Introduction
Welcome to the Hittite Grammar site. You will find here the following projects :
- A Hittite grammar
- Hittite texts with their transcriptions and translations
- A Hittite lexicon
- A short Sumerian lexicon and a short Akkadian lexicon for use with the texts
- A summary table of the Hittite paradigms in a single page
Project state
The Hittite grammar is still under development but all chapters are now written. The remaining job consists in reviewing the present text and improving some unclear passages. The PDF version of the grammar is always synchronized with the HTML version.
The Hittite lexicon can be considered complete.
It will be amended when new Hittite resources become available.
The Sumerian and Akkadian lexicons are far from complete. They are however intended as a reference for the translation of the provided Hittite texts, not as general lexicons. You will find better resources for these languages on other sites such as The Sumerian Language Page or The Pennsylvania Sumerian Dictionary.
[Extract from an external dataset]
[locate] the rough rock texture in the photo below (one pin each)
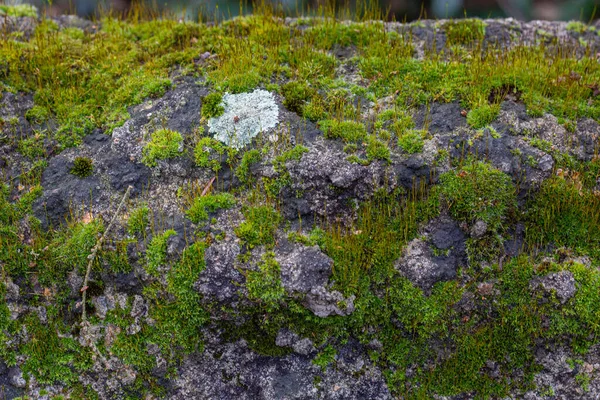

The Hittite texts are provided as exercises to put into practice your knowledge of Hittite gained by reading the grammar. The material consists in the autograph (cuneiform writing), the transliteration, the transcription and at last the translation. Please notice that the translation is given rather as a solution to the exercises than as a text of literary quality. Here again, you will neither find on this site a catalogue of cuneiform signs nor grammars of Akkadian and Sumerian. Either use a catalogue that you own, or work directly from the transliteration. The site of Alain Lassine for instance provides a full catalogue of cuneiform signs (the site is in French but it does not matter for the catalogue).
The texts are edited at a slow pace, the priority being given for the moment to the completion of the grammar. You will find however the whole 10-year annals of Mursili II (in four columns) and the prayer to Lelwanis for the healing of princess Gassuliyawiyas in the Texts section.